Another less well-known health benefit of dark chocolate is its impact on stress reduction, which was demonstrated in a study that found regular consumption of dark chocolate.
As compared with equal consumption of milk chocolate and white chocolate, those who consumed dark chocolate scored lower on the stress scales than those who had been ingesting white chocolate or milk chocolate.
Due to its contents of antioxidants, polyphenol, and flavonoids, dark chocolate meets the definition of what is considered to be a superfood or super fruit, and when looking at this long list of health benefits gained from regular ingestion, that is not surprising at all.
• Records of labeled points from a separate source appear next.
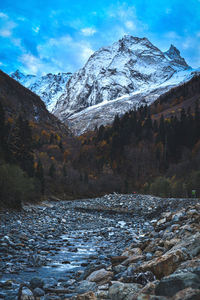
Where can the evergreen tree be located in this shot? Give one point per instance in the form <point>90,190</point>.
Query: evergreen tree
<point>52,170</point>
<point>40,175</point>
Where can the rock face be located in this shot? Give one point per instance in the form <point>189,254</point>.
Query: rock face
<point>49,87</point>
<point>117,78</point>
<point>174,54</point>
<point>18,100</point>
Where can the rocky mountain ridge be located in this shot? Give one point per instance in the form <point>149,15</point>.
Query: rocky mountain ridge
<point>18,100</point>
<point>49,87</point>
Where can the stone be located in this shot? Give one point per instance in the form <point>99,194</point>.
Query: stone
<point>191,245</point>
<point>27,294</point>
<point>168,244</point>
<point>164,265</point>
<point>170,285</point>
<point>37,292</point>
<point>36,282</point>
<point>187,294</point>
<point>100,276</point>
<point>149,297</point>
<point>132,251</point>
<point>123,291</point>
<point>115,260</point>
<point>86,296</point>
<point>161,222</point>
<point>86,286</point>
<point>131,259</point>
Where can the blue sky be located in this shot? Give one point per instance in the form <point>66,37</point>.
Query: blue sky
<point>42,36</point>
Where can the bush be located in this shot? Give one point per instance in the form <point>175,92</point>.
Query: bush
<point>15,187</point>
<point>160,187</point>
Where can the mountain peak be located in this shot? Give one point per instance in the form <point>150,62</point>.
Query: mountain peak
<point>174,54</point>
<point>17,74</point>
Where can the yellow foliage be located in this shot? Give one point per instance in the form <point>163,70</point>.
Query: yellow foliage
<point>10,120</point>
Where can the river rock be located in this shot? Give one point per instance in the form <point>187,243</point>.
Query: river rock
<point>170,285</point>
<point>100,276</point>
<point>37,292</point>
<point>36,282</point>
<point>187,294</point>
<point>164,265</point>
<point>86,296</point>
<point>27,294</point>
<point>123,291</point>
<point>85,286</point>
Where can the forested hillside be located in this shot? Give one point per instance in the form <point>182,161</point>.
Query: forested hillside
<point>154,149</point>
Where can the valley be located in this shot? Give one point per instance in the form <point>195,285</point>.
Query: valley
<point>52,249</point>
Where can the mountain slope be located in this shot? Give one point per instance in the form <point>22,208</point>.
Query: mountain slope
<point>49,87</point>
<point>18,100</point>
<point>117,78</point>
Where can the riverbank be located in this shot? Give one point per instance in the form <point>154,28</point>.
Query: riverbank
<point>76,247</point>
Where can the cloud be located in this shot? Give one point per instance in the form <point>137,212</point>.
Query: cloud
<point>36,29</point>
<point>89,31</point>
<point>3,16</point>
<point>130,25</point>
<point>7,29</point>
<point>31,63</point>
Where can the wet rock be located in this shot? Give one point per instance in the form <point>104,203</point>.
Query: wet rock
<point>100,276</point>
<point>37,292</point>
<point>170,285</point>
<point>132,259</point>
<point>86,296</point>
<point>149,297</point>
<point>164,265</point>
<point>85,286</point>
<point>27,294</point>
<point>187,294</point>
<point>123,291</point>
<point>115,260</point>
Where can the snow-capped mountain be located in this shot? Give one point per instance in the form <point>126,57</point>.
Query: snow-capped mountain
<point>49,87</point>
<point>128,65</point>
<point>118,78</point>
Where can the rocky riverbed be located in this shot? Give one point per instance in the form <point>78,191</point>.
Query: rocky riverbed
<point>118,247</point>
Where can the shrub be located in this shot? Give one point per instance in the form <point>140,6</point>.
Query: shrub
<point>15,186</point>
<point>160,187</point>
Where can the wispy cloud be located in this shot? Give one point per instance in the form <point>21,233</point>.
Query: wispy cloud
<point>88,31</point>
<point>6,29</point>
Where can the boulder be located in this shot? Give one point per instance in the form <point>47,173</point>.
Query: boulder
<point>26,294</point>
<point>37,292</point>
<point>86,296</point>
<point>86,286</point>
<point>100,276</point>
<point>187,294</point>
<point>36,282</point>
<point>123,291</point>
<point>164,265</point>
Choosing the Right Portions for Daily Intake
But what is the right portion for daily intake of dark chocolate? In clinical studies, the range of what is considered an appropriate daily intake to get the most health benefits would be between 20-40g and must be maintained over at least a 2 week period to start seeing benefits, and up to 12 weeks in the case of UV resistance in the skin.
It is important to keep in mind when selecting a daily intake amount, that sugar is part of that daily intake and to stay within any prescribed maximum amount.In the case of uncertainty, it is always advisable to start with a smaller amount, such as 20g and then build up to a larger amount such as 30-40g over time.
Other Considerations With Consumption of Dark Chocolate
One of the biggest considerations with chocolate is the sugar content.
Most chocolate available on the market is high in sugar and can contain up to 24 grams of sugar per ounce of chocolate, which is considered a very high amount.
Common allergens include nuts, seeds, wheat and gluten, corn and dairy products.
For someone who has an allergy to these products or who believes they may have a sensitivity, it is important to verify the ingredients of the chocolate product, and in the case of a severe sensitivity or life-threatening allergy, one should also ensure that the processing facility was clear from any of these allergens, as well as the distribution process.